« La flèche » ( speedy ), tel est le sobriquet de Frederick Winslow Taylor à l'usine, tant le souci de la vitesse et de la performance est prégnant chez lui. S'il fallait lui trouver des circonstances atténuantes, on pourrait évoquer une éducation qui ne lui a guère donné l'occasion d'être un contemplatif. Entre les études, la pratique intensive du sport et... ses insomnies, le jeune Taylor ne connaît pas l'inactivité. Aussi, lorsque suite à des problèmes de santé, il interrompt ses études et pénètre l'univers de l'usine, il est effaré par le manque d'entrain des ouvriers. Dans ses premiers écrits, et notamment la Direction des ateliers (1907), il souligne la « flânerie systématique » des ouvriers.
Qu'est-ce que cela signifie ? Elle est « systématique » dans le sens où elle est permanente et généralisée. Permanente, car les ouvriers semblent exécuter leur tâche au ralenti, et généralisée, car ce rythme est collectif. Comment cela est-il possible ? C'est manifestement une volonté des ouvriers : « La majeure partie de la flânerie systématique est pratiquée par les ouvriers avec l'intention délibérée de tenir leurs patrons dans l'ignorance de la vitesse à laquelle on peut faire un travail » (Direction des ateliers). Les patrons ont conscience que leurs ouvriers « se la coulent douce », mais est-ce parce qu'ils sont des paresseux dans l'âme ?
Dans La Direction scientifique des entreprises (1912), Taylor revient sur les origines de cette flânerie. Il repère trois causes : un préjugé ancré chez les ouvriers, un mode de direction défectueux et des méthodes de travail obsolètes. Les ouvriers, en freinant leur rythme, essaient de se prémunir du chômage. Car leur raisonnement est le suivant : si nous augmentons notre productivité, la production va s'accroître et on aura besoin de moins d'ouvriers. Conséquence : certains seront mis à la porte. Or, dans un pays à forte immigration comme les Etats-Unis, la concurrence est rude entre les ouvriers. De plus, les allocations chômage brillent par leur absence. Il ne fait pas bon se retrouver sans emploi. Pour Taylor, le freinage est une réponse à la peur du chômage : « Les ouvriers croient à tort que l'augmentation de la production entraîne le chômage. Ils flânent donc pour se défendre contre ce malheur. » Et rien n'est fait pour désamorcer ces comportements.
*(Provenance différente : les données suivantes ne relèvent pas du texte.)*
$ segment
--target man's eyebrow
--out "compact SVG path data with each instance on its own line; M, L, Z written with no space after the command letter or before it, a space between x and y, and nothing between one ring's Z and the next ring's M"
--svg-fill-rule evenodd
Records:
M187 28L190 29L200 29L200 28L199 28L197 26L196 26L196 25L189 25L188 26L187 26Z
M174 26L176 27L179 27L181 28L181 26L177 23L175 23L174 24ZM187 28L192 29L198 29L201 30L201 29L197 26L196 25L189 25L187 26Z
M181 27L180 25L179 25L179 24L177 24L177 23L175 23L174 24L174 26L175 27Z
Du point de vue de la gestion et plus spécialement de la rémunération, les méthodes employées sont totalement inadéquates. Le salaire payé à la journée n'incite pas à produire plus. Bien au contraire. Taylor relate l'histoire d'un « caddy » de golf. Une nouvelle recrue fait preuve de zèle en se précipitant pour récupérer la balle du joueur et porte avec entrain ses clubs. Ses collègues viennent lui signaler que son comportement est stupide : il ne gagnera pas davantage dans sa journée. Il reçoit aussi des menaces de leur part car sa vélocité risque de faire de l'ombre aux autres « caddy ». Le système de rémunération, mais aussi l'ostracisme subi par l'employé zélé ne poussent pas à travailler plus. Dans les usines, on trouve la même chose : « Les meilleurs ouvriers ralentissent progressivement mais sûrement leur allure jusqu'à celle des plus mauvais et des moins efficients. Quand un homme naturellement énergique travaille quelques jours à côté d'un paresseux, la logique de la situation est irréfutable : "Pourquoi travaillerais-je dur alors que ce fainéant gagne autant que moi et en fait moitié moins ?" » (Direction des ateliers).